Schwartz, who represented Republic Services, said he staked out Roberts’s chambers in an attempt to secure a signature from the judge to allow the deal to be completed while the case was pending.
“I did impress upon Judge Roberts the importance of a ruling by year-end so the deal could close,” he said. “I was pleasantly surprised it didn’t take as long as I feared it might.”
Roberts then took six months to issue a final judgment after a third party objected to the settlement.
One case on which he moved quickly was the Federal Trade Commission’s 2010 lawsuit to block Laboratory Corp. of America’s proposed $57.5 million purchase of Westcliff Medical Laboratories Inc. Two days after the filing, he granted LabCorp’s request to send the case to California.
On July 16, Roberts will become chief judge of the Washington court, adding administrative duties. As chief, he’ll oversee the court’s budget, security, media and U.S. agency relations, as well as preside over the grand jury.
The chief judge traditionally doesn’t take new cases, though he keeps his existing docket, according to Sheldon Snook, administrative assistant to the chief judge.
Roberts, who declined to be interviewed on a matter involving a pending case, has struggled with a backlog of cases for more than a decade.
“It’s important to me that we decide cases fairly and correctly, as well as efficiently and quickly,” Roberts told the publication Legal Times in 2002 after it reported he was consistently the slowest judge on the court. “I have been a public servant most of my career, and I take seriously the obligation to resolve disputes fairly and promptly.”
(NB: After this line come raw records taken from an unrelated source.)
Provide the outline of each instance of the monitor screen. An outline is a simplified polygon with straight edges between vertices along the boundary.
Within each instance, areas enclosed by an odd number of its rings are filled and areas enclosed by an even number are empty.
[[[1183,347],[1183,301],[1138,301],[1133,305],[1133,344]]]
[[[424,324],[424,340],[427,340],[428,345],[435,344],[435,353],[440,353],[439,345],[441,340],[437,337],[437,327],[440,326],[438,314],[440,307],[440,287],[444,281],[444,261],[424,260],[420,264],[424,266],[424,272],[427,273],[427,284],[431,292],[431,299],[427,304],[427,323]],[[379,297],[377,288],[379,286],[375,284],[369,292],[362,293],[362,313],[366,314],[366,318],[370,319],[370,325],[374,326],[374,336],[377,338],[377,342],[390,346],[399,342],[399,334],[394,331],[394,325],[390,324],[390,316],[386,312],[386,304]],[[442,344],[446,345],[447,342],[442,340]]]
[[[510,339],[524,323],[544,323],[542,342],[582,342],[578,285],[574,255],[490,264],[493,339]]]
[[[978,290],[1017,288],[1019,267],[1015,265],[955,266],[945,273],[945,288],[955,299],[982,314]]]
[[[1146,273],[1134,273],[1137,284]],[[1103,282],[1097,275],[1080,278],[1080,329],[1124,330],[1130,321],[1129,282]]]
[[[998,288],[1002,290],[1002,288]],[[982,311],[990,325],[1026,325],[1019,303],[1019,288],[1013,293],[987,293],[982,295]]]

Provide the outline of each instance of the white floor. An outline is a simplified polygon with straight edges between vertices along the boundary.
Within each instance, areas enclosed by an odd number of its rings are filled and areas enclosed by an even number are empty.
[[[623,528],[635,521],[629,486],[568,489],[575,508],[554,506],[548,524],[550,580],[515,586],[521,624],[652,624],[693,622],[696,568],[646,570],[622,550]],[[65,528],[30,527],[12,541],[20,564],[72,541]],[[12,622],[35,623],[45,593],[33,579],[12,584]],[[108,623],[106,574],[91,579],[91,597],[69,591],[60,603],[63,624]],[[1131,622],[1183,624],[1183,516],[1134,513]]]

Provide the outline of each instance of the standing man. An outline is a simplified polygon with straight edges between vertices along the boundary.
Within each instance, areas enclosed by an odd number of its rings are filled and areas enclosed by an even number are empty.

Follow-up articles by the weekly newspaper in 2006, 2008 and 2009 reported that he continued to maintain the largest backlog of any judge on the court.
As of March 31, Roberts’s outstanding docket of 73 motions more than six months old and 51 civil cases pending for more than three years made him the slowest federal judge in Washington, according to Administrative Office of the U.S. Courts data. That’s 47 more motions and 21 more cases than the next slowest judge.
One was a motion to dismiss a civil case filed against Advantage Healthplan Inc. by a Washington-area hospital seeking reimbursements for emergency care of five patients. It took Roberts more than eight years to decide that the hospital could proceed with claims against the insurer regarding two patients it treated.
Nationally, Roberts ranks seventh in the backlog of motions pending for more than half a year, according to court data.
By comparison, U.S. District Judge Ellen Huvelle, who presided over the government’s antitrust case against AT&T Inc.’s $39 billion bid for T-Mobile USA Inc., had no motions pending longer than six months and just one case on her docket longer than three years.
In the AT&T lawsuit, Huvelle sometimes made daily decisions in an attempt to get the case to a trial in six months. Within a week of the suit being filed, Huvelle had held a telephone conference with the parties and scheduled a hearing where she ordered both sides to be ready to talk about settlement prospects.
At the end of last week, AB InBev and the Justice Department jointly asked for a scheduling conference on Feb. 15 or as “soon thereafter as the court’s docket permits.”
Today, Roberts, saying AB InBev hadn’t responded to the government’s lawsuit yet, denied the request for the session. He didn’t set any new date or deadlines.
The case is U.S. v. Anheuser-Busch InBev NV, 13-cv-00127, U.S. District Court, District of Columbia (Washington).